After sharing a NewFront story about Disney Digital Networks’s NewFront from my colleague Lisa Lacy, Michael Pomposello, a co-founder at digital branding agency Blue Polo Interactive, remarked on Twitter how it’s “crazy to see how small the NY NewFronts are this year. No @Fullscreen, @defymedia etc.” I asked him why he thinks this is the case, and he said via Twitter, “A colleague at one of the aforementioned [media companies] told me the ROI wasn’t there for them last year. With YouTube on an accidental demonetization warpath, I’m shocked to see publishers not investing more in chasing direct deals. Even sans short turn ROI.”
I sent an email to Kevin Gentzel, chief revenue officer at USA Today (and, in full disclosure, my former boss at The Washington Post) asking why he thought certain large media companies aren’t participating, and his response: “That is a really good story idea.” He has not responded to my follow up regarding why USA Today, specifically, is sitting this one out.
Randall Rothenberg, the CEO of the IAB, said that “different companies have different needs. Many of them recognize it can also be an expensive proposition—looking at budgets, is this the year we want to do this? It’s all sui generis.”

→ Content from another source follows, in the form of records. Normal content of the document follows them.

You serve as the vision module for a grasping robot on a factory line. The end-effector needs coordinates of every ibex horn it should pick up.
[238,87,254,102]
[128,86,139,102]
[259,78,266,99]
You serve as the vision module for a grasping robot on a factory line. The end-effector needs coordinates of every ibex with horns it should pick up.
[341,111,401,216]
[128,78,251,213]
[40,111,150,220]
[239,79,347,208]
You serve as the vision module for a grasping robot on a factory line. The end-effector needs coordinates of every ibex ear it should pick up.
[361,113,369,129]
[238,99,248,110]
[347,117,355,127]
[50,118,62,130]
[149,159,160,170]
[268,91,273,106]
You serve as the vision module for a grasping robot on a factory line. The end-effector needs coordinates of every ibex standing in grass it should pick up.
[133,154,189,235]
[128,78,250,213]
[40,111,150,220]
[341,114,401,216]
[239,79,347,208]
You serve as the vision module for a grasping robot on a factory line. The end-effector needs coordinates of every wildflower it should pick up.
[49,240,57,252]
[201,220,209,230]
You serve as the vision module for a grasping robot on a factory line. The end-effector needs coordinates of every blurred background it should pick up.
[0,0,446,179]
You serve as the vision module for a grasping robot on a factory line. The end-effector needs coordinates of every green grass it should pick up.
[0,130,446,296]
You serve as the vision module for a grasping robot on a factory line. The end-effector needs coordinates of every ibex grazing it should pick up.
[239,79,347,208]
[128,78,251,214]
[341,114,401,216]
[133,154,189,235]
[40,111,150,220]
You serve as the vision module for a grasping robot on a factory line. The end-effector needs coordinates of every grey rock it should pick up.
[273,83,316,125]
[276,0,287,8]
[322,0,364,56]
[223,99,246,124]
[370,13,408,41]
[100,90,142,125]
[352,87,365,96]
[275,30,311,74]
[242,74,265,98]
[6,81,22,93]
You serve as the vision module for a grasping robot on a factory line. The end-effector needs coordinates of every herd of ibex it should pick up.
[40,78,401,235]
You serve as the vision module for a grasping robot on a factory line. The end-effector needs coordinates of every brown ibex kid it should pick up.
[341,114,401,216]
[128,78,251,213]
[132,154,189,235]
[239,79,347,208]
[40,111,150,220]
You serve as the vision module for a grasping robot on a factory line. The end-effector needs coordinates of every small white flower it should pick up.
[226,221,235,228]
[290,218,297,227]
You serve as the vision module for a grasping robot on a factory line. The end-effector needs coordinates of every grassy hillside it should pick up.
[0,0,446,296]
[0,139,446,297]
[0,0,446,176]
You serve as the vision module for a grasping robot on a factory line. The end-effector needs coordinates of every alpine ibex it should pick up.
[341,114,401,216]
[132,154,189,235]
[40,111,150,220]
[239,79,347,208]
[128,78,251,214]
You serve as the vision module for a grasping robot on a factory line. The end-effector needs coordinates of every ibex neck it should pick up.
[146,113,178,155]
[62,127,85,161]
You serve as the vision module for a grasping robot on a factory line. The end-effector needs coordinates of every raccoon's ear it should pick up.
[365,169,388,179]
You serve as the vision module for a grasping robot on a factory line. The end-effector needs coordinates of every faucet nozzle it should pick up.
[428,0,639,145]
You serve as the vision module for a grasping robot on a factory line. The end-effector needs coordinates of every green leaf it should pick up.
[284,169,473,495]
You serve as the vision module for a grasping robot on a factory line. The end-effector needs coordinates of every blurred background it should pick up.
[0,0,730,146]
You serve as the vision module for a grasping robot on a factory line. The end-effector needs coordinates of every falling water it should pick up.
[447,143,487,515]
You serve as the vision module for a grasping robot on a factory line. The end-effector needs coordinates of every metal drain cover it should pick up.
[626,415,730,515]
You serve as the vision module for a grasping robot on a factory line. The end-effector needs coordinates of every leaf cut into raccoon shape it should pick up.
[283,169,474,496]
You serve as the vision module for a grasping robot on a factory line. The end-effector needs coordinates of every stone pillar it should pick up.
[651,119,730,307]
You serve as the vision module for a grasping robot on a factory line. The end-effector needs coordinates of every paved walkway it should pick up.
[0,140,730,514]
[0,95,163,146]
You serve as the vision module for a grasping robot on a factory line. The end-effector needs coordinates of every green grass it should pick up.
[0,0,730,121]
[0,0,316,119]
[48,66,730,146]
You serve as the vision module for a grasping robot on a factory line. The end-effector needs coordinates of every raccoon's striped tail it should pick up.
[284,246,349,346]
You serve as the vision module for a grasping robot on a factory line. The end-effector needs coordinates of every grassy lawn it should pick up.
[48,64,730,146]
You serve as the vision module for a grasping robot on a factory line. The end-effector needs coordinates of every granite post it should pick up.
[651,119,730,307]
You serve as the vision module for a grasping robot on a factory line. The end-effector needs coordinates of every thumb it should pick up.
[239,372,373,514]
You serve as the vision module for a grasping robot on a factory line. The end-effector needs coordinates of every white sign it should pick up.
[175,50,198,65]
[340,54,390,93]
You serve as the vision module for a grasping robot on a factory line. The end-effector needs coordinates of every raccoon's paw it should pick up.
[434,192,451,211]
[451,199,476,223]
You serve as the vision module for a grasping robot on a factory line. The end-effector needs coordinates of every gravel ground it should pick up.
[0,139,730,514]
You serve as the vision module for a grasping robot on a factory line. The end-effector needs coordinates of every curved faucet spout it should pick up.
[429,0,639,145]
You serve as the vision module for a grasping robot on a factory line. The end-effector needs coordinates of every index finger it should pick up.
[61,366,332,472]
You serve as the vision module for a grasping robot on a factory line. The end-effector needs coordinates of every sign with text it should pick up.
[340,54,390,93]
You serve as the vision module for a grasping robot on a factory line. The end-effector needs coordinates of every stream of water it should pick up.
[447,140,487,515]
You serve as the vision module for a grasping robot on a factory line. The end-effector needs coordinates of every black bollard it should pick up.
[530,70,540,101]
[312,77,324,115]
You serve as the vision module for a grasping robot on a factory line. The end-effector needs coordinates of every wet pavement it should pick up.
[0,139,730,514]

BuzzFeed, while not having its own official NewFront, is glomming onto Twitter’s NewFronts, announcing it is extending its partnership for its live morning show “AM to DM.” The company’s approach this year is the same as last year’s: host a series of smaller, more intimate dinners and events for high-level clients. Of course, every media company participating in the NewFronts does this.
Some companies, clearly, see a benefit of participating in the NewFronts, which has not traditionally been about transaction—unlike the UpFronts, where billions of ad dollars exchange hands, the NewFronts are harder to track dollars or business wins—Group Nine Media, for example, is looking to change that.
“I expect this year that we’ll be transacting around our NewFront,” said Ben Lerer, CEO of Group Nine Media, which is the umbrella company for brands like The Dodo, Thrillist, and NowThis. “This year, for a bunch of reasons, not the least how we’re set up from an ad perspective and relationships we’ve built, I’ll think it’ll drive business for us.”
The IAB is doing a Fall NewFront in Los Angeles, so we’ll see if other companies missing out in the New York show will present there.
But it’s a curious thing how, in an age where ad revenue is constantly on the tips of media company sales orgs tongues, these large properties are passing up the opportunity to get in front of brands and agencies.